It is inevitable. I receive a press release from Honeywell Process. This one regards the Experion PKS R530 process knowledge system. Upon reading, I think, oh, well, some incremental improvements. Then I talk with my main product interface, Joe Bastone. After digesting the output of his firehose, I see how advanced Honeywell the technology has become. 

Honeywell announced February 5, 2024 it is driving new automation capabilities into Experion Process Knowledge System (PKS), with Release R530. The technology update integrates new features that strengthen existing control room installations through both firmware and software upgrades and supports Honeywell’s alignment of its portfolio to three compelling megatrends: automation, the future of aviation and energy transition.

Evidently Honeywell corporate has identified three parts of a vision and is placing the updates to Experion into the automation bucket. That’s OK, but I think it does a disservice to the platform if one defines automation too narrowly or traditionally.

The Experion PKS Highly Integrated Virtual Environment (HIVE) forms the foundation that R530 builds upon.

The Experion PKS R530 update introduces Experion Remote Gateway, which further enables remote operations by providing a browser-independent method to simplify monitoring and operations. Additionally, the updated Ethernet Interface Module allows for Experion PKS HIVE integration of smart protocols while optimizing the processing load of the C300 controller. These features ensure the best possible security, reliability and performance for customers.

The press release slipped in a sentence about the updated Ethernet Interface Module. I had about 30 minutes with Bastone. He picked two key features to discuss. This was one. I cannot do justice to his entire discussion. Go to the tech pages. This module eliminates a need for controller peer-to-peer communications. “It changes how communications are done.” It allows non-Honeywell I/O to communicate into the I/O HIVE. It simplifies installation and eliminates junction boxes. Check that one out.

Experion PKS offers industry-leading flexibility in automation system design, engineering, deployment, and ongoing maintenance. Using Experion PKS Control HIVE can reduce controller count by up to 50% and system cabinet count by up to 80%, compared to traditional automation solutions. Experion PKS Control HIVE also minimizes manual interventions to ensure smoother and safer operations, reducing the risk of unplanned downtime which can impact users’ bottom line.

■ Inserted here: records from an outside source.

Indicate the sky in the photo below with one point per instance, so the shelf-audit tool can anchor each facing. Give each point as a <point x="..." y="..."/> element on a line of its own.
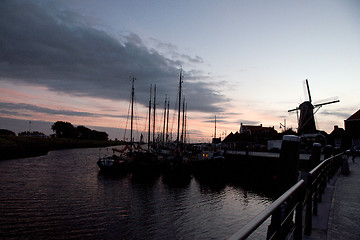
<point x="243" y="61"/>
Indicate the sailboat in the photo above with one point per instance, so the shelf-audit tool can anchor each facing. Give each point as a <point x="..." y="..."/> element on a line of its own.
<point x="122" y="162"/>
<point x="177" y="167"/>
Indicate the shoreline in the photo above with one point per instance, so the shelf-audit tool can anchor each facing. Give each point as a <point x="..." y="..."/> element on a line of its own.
<point x="13" y="147"/>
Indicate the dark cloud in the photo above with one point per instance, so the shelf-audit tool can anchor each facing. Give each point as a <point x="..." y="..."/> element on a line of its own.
<point x="42" y="43"/>
<point x="10" y="109"/>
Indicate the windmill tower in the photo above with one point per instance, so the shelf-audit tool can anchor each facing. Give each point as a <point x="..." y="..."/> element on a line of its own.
<point x="306" y="123"/>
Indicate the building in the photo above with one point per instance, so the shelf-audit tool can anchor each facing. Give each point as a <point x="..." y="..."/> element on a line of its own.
<point x="257" y="130"/>
<point x="352" y="128"/>
<point x="338" y="137"/>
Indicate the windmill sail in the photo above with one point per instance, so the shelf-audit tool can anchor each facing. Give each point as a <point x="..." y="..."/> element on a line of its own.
<point x="306" y="124"/>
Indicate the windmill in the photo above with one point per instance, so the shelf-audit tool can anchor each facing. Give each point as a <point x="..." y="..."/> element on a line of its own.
<point x="306" y="123"/>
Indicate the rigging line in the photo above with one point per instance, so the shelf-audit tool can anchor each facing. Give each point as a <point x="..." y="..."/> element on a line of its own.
<point x="127" y="118"/>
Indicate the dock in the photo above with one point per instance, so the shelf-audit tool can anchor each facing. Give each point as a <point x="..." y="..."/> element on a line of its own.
<point x="338" y="213"/>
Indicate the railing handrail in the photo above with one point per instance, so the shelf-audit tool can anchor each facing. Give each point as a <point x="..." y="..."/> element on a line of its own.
<point x="259" y="219"/>
<point x="262" y="216"/>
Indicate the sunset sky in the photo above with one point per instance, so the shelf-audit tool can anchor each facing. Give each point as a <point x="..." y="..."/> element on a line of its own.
<point x="243" y="61"/>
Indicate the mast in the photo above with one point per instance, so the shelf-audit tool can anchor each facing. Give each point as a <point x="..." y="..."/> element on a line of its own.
<point x="167" y="123"/>
<point x="132" y="111"/>
<point x="185" y="120"/>
<point x="154" y="114"/>
<point x="215" y="128"/>
<point x="183" y="123"/>
<point x="180" y="82"/>
<point x="164" y="120"/>
<point x="149" y="117"/>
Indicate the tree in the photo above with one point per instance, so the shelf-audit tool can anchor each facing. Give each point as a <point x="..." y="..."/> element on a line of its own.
<point x="5" y="132"/>
<point x="64" y="130"/>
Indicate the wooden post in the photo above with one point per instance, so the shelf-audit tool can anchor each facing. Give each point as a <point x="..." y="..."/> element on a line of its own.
<point x="288" y="162"/>
<point x="315" y="155"/>
<point x="287" y="176"/>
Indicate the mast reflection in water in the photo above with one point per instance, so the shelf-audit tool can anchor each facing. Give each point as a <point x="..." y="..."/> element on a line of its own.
<point x="62" y="195"/>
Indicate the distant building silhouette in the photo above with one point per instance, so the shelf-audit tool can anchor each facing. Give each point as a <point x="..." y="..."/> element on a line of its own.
<point x="338" y="137"/>
<point x="257" y="130"/>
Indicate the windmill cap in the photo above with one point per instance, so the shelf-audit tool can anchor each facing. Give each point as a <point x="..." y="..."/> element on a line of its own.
<point x="291" y="138"/>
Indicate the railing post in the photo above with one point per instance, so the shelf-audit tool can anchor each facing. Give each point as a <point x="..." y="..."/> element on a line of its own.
<point x="316" y="196"/>
<point x="315" y="155"/>
<point x="328" y="151"/>
<point x="287" y="177"/>
<point x="298" y="214"/>
<point x="308" y="200"/>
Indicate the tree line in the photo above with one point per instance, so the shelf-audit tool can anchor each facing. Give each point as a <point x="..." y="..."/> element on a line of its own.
<point x="67" y="130"/>
<point x="63" y="130"/>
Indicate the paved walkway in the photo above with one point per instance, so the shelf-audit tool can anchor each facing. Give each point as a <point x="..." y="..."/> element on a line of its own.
<point x="339" y="212"/>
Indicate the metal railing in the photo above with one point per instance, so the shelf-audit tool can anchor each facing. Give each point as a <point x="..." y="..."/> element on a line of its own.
<point x="287" y="211"/>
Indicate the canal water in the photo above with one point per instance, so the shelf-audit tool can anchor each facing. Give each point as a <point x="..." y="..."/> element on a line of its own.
<point x="63" y="196"/>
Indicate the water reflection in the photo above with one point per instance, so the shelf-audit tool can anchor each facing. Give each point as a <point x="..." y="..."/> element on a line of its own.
<point x="63" y="195"/>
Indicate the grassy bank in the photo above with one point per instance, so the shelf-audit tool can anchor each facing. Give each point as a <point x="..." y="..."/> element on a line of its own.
<point x="21" y="147"/>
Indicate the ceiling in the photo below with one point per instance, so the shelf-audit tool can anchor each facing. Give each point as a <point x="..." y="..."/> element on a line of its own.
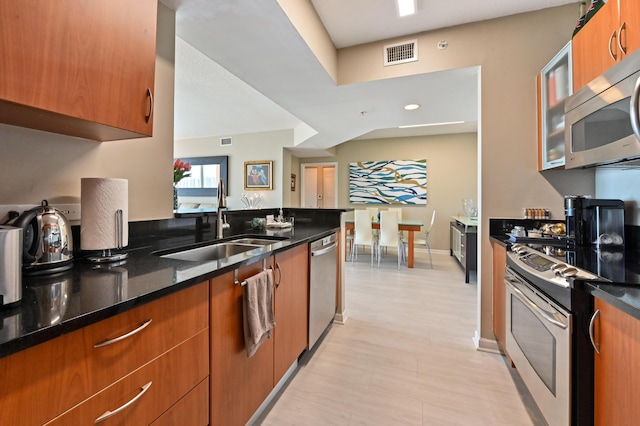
<point x="241" y="67"/>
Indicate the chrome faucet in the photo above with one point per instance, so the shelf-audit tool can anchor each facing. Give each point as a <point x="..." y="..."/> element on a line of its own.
<point x="221" y="223"/>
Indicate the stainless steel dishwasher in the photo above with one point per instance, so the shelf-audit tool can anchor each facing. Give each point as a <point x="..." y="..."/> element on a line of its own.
<point x="323" y="265"/>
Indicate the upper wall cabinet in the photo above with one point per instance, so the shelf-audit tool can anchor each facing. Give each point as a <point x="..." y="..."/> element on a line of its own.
<point x="609" y="36"/>
<point x="79" y="68"/>
<point x="554" y="86"/>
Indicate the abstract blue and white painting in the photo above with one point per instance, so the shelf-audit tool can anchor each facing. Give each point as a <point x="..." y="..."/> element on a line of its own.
<point x="388" y="182"/>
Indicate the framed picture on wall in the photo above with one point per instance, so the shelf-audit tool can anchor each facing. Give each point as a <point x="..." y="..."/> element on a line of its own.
<point x="258" y="175"/>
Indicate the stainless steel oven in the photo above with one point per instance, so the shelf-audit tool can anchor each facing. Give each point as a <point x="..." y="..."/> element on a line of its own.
<point x="547" y="323"/>
<point x="539" y="344"/>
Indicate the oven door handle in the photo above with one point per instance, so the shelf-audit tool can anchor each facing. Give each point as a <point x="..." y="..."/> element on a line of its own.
<point x="549" y="316"/>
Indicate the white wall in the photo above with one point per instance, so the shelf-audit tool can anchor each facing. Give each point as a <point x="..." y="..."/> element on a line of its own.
<point x="620" y="183"/>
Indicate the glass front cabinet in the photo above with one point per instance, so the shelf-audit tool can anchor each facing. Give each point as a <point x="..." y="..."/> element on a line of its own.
<point x="554" y="87"/>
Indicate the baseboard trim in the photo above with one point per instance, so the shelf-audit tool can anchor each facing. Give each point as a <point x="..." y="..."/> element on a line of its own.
<point x="340" y="318"/>
<point x="486" y="345"/>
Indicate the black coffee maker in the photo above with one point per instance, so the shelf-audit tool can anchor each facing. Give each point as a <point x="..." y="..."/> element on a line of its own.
<point x="594" y="222"/>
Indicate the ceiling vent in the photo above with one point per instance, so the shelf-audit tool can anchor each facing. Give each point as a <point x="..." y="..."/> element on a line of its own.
<point x="400" y="53"/>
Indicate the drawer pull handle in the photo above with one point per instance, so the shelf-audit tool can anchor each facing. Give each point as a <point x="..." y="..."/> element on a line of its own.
<point x="124" y="336"/>
<point x="595" y="345"/>
<point x="620" y="30"/>
<point x="108" y="414"/>
<point x="613" y="55"/>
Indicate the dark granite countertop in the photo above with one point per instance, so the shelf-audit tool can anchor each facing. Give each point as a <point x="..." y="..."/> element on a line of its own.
<point x="53" y="305"/>
<point x="623" y="297"/>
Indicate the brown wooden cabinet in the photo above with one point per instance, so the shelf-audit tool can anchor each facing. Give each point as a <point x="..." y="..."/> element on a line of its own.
<point x="239" y="384"/>
<point x="609" y="36"/>
<point x="499" y="294"/>
<point x="83" y="69"/>
<point x="70" y="369"/>
<point x="291" y="308"/>
<point x="617" y="371"/>
<point x="144" y="395"/>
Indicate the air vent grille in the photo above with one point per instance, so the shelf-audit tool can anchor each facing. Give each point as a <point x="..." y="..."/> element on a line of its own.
<point x="399" y="53"/>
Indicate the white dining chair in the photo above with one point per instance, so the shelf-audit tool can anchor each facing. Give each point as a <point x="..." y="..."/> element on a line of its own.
<point x="363" y="234"/>
<point x="373" y="213"/>
<point x="425" y="241"/>
<point x="388" y="236"/>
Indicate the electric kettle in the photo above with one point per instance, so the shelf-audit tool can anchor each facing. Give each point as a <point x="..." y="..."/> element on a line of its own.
<point x="47" y="240"/>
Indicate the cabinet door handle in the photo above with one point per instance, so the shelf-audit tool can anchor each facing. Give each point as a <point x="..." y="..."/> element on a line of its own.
<point x="622" y="28"/>
<point x="279" y="280"/>
<point x="634" y="110"/>
<point x="124" y="336"/>
<point x="595" y="345"/>
<point x="150" y="95"/>
<point x="108" y="414"/>
<point x="613" y="55"/>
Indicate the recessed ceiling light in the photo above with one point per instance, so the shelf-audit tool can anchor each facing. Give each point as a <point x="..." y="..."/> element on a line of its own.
<point x="431" y="124"/>
<point x="406" y="7"/>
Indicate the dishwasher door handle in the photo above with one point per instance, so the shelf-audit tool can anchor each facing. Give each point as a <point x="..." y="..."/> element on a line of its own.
<point x="324" y="250"/>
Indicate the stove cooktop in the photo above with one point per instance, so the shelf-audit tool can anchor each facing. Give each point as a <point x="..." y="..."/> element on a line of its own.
<point x="617" y="266"/>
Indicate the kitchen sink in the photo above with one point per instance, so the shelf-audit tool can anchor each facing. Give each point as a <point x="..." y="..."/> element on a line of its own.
<point x="212" y="252"/>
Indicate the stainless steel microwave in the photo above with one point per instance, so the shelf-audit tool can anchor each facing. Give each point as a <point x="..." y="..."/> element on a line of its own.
<point x="602" y="122"/>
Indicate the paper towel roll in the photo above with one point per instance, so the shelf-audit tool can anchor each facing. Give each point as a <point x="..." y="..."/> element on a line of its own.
<point x="100" y="199"/>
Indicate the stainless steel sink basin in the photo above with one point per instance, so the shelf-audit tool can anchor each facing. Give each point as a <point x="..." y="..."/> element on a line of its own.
<point x="212" y="252"/>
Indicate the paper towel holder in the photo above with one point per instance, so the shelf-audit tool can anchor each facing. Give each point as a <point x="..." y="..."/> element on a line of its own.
<point x="106" y="255"/>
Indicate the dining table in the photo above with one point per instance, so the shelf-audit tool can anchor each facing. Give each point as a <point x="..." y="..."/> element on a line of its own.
<point x="410" y="226"/>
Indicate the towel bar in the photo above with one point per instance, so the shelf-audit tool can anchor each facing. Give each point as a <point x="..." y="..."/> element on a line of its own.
<point x="244" y="282"/>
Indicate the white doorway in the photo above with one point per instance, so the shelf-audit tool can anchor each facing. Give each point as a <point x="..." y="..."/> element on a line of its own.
<point x="319" y="185"/>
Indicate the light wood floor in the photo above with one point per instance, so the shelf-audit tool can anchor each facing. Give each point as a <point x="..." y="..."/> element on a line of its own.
<point x="404" y="357"/>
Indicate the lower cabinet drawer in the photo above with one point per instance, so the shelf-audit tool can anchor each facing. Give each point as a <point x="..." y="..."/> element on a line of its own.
<point x="144" y="395"/>
<point x="71" y="362"/>
<point x="192" y="410"/>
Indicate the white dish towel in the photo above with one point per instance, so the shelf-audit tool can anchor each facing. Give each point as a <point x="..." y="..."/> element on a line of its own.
<point x="257" y="308"/>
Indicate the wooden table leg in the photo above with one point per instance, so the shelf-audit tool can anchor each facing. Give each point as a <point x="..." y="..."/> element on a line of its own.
<point x="410" y="250"/>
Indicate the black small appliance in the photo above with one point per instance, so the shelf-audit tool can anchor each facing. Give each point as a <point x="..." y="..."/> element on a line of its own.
<point x="594" y="222"/>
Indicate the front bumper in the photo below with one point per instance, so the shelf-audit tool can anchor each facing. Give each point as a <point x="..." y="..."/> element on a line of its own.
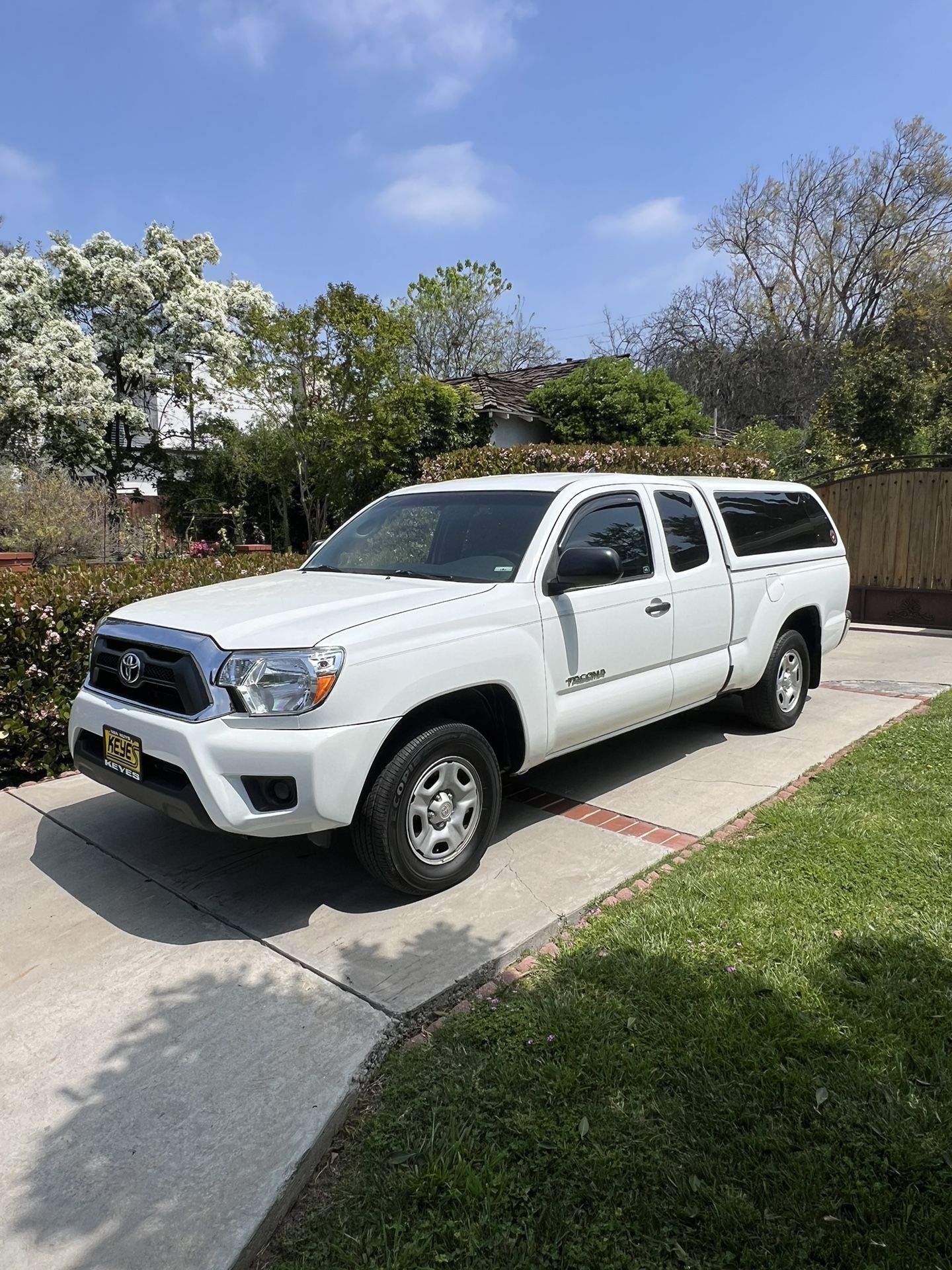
<point x="200" y="769"/>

Back to Bastone. Imagine you have a plant. There are five areas with their own controllers. It’s all so logical and clean when new. But you have to add something at the edge of one of the areas. You go looking for the closest junction box. That may connect to a different controller. The way Control HIVE works, that can be OK. But go several years and several projects down the road. Now you may have a complex mess. But the HIVE decouples controllers and applications. The C300 can run two apps at the same time. Now if you are in a primary/backup architecture and a primary goes out, you have the backup. But the backup has no backup. So, Control HIVE can look for a partner and find a new backup. This decoupling has, in effect, added resiliency to the overall system while reducing the total number of controllers needed.

What has amazed me is that Honeywell has developed almost everything that the original designers of OPAF envisioned—except for total interoperability. They were looking for totally generic hardware so that any supplier’s products could be seamlessly inserted on upgrades. That’ll probably never happen. But Honeywell’s decoupling and HIVE technology provides a lot of upgrade capability and modernizes the architecture.